Lavinia convince Orin ad accettare la verità ricorrendo ad un sotterfugio: fingendo d'andare via, onde dare a Christine l'occasione d'incontrarsi con l'amante, la pedinano, ascoltando la sua conversazione con il complice; appena i due si separano, Orin spara ad Adam, mettendoci tutto l'odio di un'insana gelosia: davanti al cadavere riconosce le fattezze del padre, e di sé stesso, e di tutti gli uomini che ha ammazzato in guerra; il suo destino è d'uccidere il padre (sé stesso) all'infinito.

Al ritorno a casa smaschera al madre, le tiene una scenata di gelosia e, per un attimo, si offre di prendere il posto di Adam; ma Lavinia, vigile, l'allontana dalla madre, alla quale non rimane che il suicidio. Lavinia sente d'aver compiuto la giustizia, fredda e disumana, di suo padre; per tutta la tragedia Lavinia non è stata altro che un automa programmato da Ezra per vendicare la propria morte: prima ancora che colpevole d'un amore (adulterio) ed emancipazione (omicidio), Christine è vittima delle convenzioni sociali ; Brant è un suo strumento; quando scopre d'essere stato tradito, Orin, effeminato codardo innamorato della madre al punto da riconoscere che, al posto di Adam, si sarebbe comportato come lui, diventa una furia distruttrice.

III.

Dopo un lungo viaggio, Orin e Lavinia tornano a casa, e, ad attenderli, trovano Hazel e Peter.

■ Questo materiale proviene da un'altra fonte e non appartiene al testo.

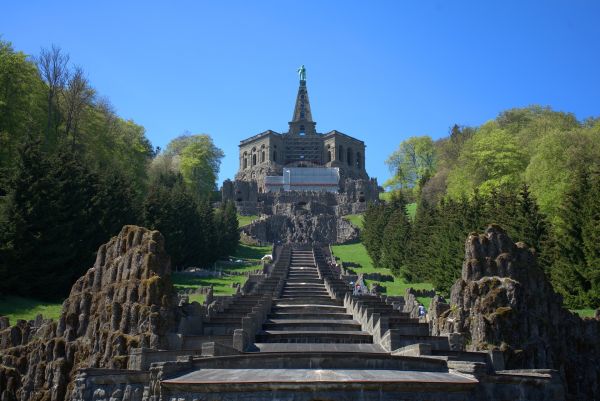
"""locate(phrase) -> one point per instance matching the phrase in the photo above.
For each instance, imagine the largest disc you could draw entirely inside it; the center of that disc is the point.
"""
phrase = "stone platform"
(300, 335)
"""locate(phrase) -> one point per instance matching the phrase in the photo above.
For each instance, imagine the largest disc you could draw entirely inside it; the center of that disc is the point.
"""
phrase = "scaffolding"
(322, 179)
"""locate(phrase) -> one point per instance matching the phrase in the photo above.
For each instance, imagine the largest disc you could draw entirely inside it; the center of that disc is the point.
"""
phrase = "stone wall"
(504, 301)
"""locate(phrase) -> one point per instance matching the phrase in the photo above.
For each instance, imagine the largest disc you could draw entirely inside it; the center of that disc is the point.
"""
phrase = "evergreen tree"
(227, 228)
(50, 232)
(170, 209)
(208, 245)
(372, 232)
(568, 270)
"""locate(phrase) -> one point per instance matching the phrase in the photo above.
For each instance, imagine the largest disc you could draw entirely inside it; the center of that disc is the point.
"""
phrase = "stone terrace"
(299, 334)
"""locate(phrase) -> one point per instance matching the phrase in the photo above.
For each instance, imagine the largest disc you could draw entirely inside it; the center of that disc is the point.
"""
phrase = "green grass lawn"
(245, 220)
(221, 285)
(356, 253)
(584, 312)
(16, 308)
(249, 254)
(355, 219)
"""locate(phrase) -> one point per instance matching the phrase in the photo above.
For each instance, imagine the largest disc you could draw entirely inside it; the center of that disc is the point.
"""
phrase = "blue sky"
(381, 71)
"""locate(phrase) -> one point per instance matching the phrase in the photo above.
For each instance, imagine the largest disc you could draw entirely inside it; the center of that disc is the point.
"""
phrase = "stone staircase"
(301, 335)
(305, 313)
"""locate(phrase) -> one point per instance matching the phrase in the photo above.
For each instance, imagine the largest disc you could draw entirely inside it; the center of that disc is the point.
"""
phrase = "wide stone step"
(306, 308)
(318, 347)
(321, 315)
(305, 292)
(195, 342)
(304, 286)
(312, 325)
(313, 336)
(306, 301)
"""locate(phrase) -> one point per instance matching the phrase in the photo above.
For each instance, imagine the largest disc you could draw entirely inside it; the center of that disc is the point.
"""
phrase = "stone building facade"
(269, 152)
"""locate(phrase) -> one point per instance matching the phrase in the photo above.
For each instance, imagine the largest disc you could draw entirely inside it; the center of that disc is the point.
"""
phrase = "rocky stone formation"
(504, 301)
(125, 300)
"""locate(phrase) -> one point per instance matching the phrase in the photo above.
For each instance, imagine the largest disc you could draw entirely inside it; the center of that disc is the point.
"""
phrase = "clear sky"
(381, 71)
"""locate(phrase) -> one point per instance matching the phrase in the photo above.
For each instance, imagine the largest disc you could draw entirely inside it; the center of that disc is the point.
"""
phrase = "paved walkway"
(220, 376)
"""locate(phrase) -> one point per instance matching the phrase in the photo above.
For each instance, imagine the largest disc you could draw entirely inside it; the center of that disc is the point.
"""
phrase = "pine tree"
(568, 270)
(208, 239)
(117, 204)
(591, 240)
(372, 232)
(50, 231)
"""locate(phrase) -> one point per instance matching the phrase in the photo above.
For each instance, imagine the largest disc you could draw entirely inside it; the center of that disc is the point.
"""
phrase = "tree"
(492, 159)
(21, 103)
(77, 96)
(227, 228)
(50, 231)
(197, 159)
(53, 67)
(414, 160)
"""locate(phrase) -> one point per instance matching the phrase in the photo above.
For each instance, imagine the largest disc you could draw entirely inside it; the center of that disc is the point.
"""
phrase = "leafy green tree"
(21, 101)
(413, 163)
(491, 159)
(196, 158)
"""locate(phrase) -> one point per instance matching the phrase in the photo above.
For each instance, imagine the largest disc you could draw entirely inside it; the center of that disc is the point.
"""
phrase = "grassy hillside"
(15, 308)
(357, 254)
(249, 260)
(245, 220)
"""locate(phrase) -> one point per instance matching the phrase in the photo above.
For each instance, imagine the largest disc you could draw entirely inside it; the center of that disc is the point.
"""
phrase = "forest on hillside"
(534, 171)
(72, 173)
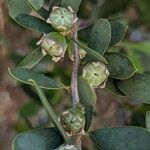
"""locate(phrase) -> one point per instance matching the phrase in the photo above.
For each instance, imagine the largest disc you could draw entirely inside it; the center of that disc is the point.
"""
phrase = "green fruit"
(51, 47)
(61, 19)
(96, 73)
(82, 54)
(73, 119)
(67, 147)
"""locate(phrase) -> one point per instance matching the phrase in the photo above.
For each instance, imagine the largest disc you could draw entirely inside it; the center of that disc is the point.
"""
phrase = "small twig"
(74, 77)
(49, 110)
(78, 141)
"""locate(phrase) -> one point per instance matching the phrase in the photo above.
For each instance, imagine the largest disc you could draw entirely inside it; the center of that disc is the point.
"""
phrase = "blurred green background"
(20, 108)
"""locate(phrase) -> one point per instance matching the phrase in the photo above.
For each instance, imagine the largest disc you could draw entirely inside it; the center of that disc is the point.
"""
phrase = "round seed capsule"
(96, 73)
(73, 119)
(67, 147)
(51, 47)
(62, 19)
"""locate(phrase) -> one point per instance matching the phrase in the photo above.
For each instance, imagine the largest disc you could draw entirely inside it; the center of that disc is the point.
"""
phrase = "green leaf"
(100, 36)
(32, 59)
(111, 87)
(33, 23)
(96, 55)
(136, 87)
(38, 139)
(29, 109)
(17, 7)
(36, 4)
(147, 120)
(59, 38)
(120, 66)
(73, 4)
(118, 31)
(88, 117)
(49, 110)
(23, 75)
(86, 93)
(121, 138)
(43, 13)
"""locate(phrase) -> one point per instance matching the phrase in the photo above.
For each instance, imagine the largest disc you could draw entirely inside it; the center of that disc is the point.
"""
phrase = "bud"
(96, 73)
(67, 147)
(51, 45)
(62, 19)
(82, 54)
(73, 120)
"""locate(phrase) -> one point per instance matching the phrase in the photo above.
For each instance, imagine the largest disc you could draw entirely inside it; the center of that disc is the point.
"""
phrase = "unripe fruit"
(73, 120)
(50, 45)
(82, 54)
(62, 19)
(96, 73)
(67, 147)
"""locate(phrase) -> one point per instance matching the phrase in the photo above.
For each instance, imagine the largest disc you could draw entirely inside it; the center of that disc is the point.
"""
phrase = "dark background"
(20, 109)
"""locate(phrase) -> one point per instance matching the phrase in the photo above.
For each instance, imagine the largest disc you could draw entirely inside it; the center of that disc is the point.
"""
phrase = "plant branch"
(49, 110)
(74, 77)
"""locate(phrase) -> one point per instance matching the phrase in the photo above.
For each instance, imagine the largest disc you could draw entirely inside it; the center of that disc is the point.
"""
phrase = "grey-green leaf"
(36, 4)
(121, 138)
(38, 139)
(118, 31)
(17, 7)
(86, 93)
(120, 66)
(32, 59)
(137, 87)
(147, 120)
(23, 75)
(112, 88)
(100, 36)
(97, 56)
(33, 23)
(74, 4)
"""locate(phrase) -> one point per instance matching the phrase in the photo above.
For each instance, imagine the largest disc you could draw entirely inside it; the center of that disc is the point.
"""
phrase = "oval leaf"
(86, 93)
(14, 10)
(38, 139)
(136, 87)
(33, 23)
(111, 87)
(23, 75)
(118, 31)
(32, 59)
(148, 120)
(36, 4)
(59, 38)
(100, 36)
(120, 66)
(122, 138)
(73, 4)
(96, 55)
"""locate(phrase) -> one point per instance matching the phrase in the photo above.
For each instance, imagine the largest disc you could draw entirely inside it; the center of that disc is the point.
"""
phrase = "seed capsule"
(96, 73)
(53, 44)
(61, 19)
(82, 54)
(73, 120)
(67, 147)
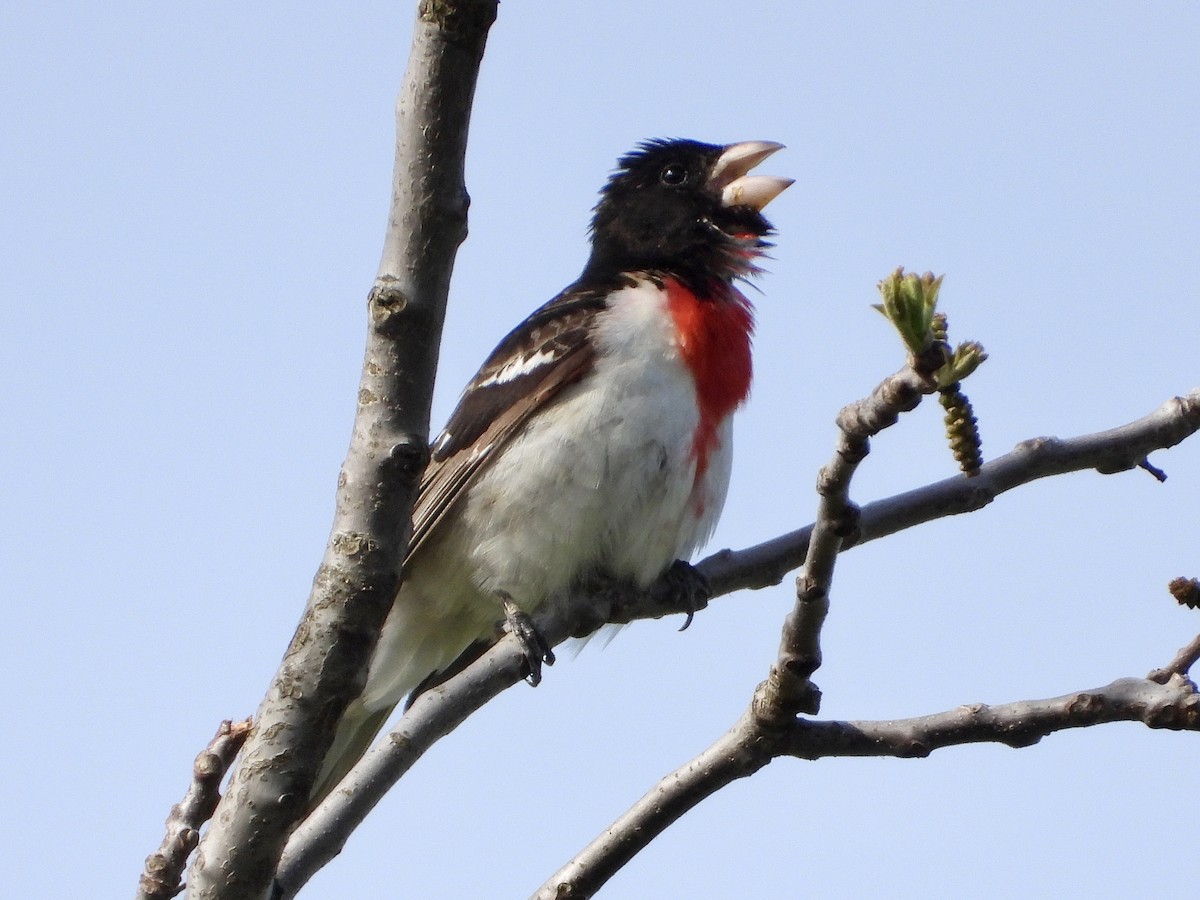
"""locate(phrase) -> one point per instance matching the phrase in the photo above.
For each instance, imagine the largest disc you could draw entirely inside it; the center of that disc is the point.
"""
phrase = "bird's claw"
(534, 647)
(689, 587)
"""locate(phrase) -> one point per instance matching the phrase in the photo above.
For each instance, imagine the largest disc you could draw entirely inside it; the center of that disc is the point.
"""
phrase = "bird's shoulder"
(549, 351)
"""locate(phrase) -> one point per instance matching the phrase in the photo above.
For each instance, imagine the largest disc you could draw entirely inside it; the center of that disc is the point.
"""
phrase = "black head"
(685, 209)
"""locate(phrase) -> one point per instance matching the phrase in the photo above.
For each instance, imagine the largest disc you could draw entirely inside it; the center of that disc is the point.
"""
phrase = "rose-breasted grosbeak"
(595, 441)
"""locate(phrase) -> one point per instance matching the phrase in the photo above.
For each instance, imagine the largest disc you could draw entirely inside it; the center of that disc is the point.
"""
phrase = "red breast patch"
(714, 343)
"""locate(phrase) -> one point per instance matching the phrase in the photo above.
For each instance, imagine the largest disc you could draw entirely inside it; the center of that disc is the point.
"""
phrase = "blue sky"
(193, 210)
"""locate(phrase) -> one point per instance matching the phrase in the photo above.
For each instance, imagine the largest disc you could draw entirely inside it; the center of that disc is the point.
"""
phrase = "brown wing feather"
(492, 412)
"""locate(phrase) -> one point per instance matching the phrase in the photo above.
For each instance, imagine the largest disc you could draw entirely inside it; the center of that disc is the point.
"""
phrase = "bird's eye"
(673, 174)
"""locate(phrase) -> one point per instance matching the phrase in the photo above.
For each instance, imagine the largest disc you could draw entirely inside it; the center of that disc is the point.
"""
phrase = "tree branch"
(743, 750)
(325, 664)
(436, 713)
(165, 868)
(1108, 451)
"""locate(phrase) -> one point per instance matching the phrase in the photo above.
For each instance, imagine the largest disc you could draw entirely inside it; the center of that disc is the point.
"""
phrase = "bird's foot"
(689, 588)
(534, 647)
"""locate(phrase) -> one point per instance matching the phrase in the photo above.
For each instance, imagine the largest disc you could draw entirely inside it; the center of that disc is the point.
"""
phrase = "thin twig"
(165, 868)
(1181, 665)
(438, 712)
(744, 749)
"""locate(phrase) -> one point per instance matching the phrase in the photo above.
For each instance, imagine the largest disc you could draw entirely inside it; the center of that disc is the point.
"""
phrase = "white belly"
(604, 483)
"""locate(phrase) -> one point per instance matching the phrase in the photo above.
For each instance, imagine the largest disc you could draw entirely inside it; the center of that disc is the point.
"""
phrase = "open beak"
(737, 187)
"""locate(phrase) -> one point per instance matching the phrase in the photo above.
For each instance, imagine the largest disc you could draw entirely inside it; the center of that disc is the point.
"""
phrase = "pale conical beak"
(739, 189)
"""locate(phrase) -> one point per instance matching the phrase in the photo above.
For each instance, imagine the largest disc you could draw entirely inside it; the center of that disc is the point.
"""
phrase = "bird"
(595, 441)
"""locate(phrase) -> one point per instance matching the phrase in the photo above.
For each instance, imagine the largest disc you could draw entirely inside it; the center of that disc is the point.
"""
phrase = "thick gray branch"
(438, 712)
(324, 666)
(743, 750)
(165, 868)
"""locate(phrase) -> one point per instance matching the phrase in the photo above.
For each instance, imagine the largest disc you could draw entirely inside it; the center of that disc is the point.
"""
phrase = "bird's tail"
(354, 735)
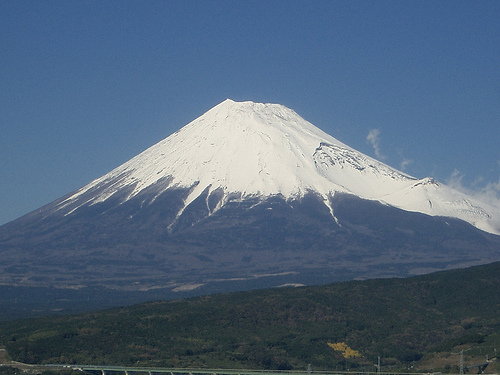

Lavinia vorrebbe dimenticare il passato, e si fidanza con Peter, ma Orin la spaventa: continua a rivangare il loro crimine e a sentirsi colpevole nei confronti della madre; si sente disertato dalla sorella, che sta per sposarsi con Peter, e le si scaglia contro: l'accusa d'aver voluto la morte della madre, gelosia di Adam e gelosia dello straordinario fascino di Christine, che ora cerca di imitare.

Durante il viaggio i due fratelli sono approdati alle isole selvagge narrate un giorno da Adam, e Lavinia, soggiogata dai balli dei corpi nudi, s'è data ad un selvaggio. Orin (ed anche Peter) nota in lei il tentativo di soppiantare la madre nel ruolo di donna matura e seducente, e sente d'essere stato usato per la sua invidia; Orin sente anche il peso della dinastia dei Mannon, macchiatasi di crimini morali fin dal momento in cui vennero cacciati i genitori di Adam, ed avverte che la fredda mentalità calcolatrice di Lavinia sta complottando per liberarsi della sua follia.

Succube della personalità della sorella, Orin vuole impedire il matrimonio di Peter, e consegna una confessione scritta ad Hazel, pregandola di farla leggere al fratello alla vigilia delle nozze: Lavinia irrompe ed intima a Hazel di consegnarle la busta, poi implora Orin e lo convince, promettendogli che farà ciò che lui vuole (mandare a monte il matrimonio); soltanto a questo patto Orin si fa restituire la busta e la porge a Lavinia, ma, per essere certo che lei non lo tradisca mai, Orin pretende un pegno che la faccia sentire finalmente colpevole: l'incesto; Lavinia trema, ma trova nella disperazione la forza di tessere un'altra delle sue seduzioni sulla fragile psiche del fratello, e lo conduce al suicidio (lui, invasato, crede persino che lei sia Christine che lo chiama); Lavinia chiude la busta nel cassetto e si getta fra le braccia di Peter, che entra in quel momento, appena in tempo per sentire il colpo; poi Lavinia si rivolge al ritratto del padre e ripudia i Mannon, confessando finalmente d'essere figlia di sua madre, e non di suo padre.

Ma non può sfuggire al proprio destino: Hazel l'accusa d'aver istigato Orin al suicidio e s'oppone al matrimonio; Peter le professa la sua fedeltà, ma le chiede di leggere cos'aveva scritto Orin: capendo di non avere scampo, Lavinia preferisce mentire e confessare un immaginario incesto; Peter fugge inorridito e Lavinia decide di punirsi chiudendosi in casa per tutto il resto della vita.

Morboso e cupo dramma edipico, un gioco ad eliminazione, l'estinzione naturale d'una specie corrotta, le forze travolgenti e disgregatrici del sesso, la coscienza sradicata di due figli contesi fra un padre autoritario ed una madre piena di vita, la devastazione provocata dal senso di colpa nell'animo umano, il tormento, l'agonia, l'estasi del piacere, del dolore e del rimorso.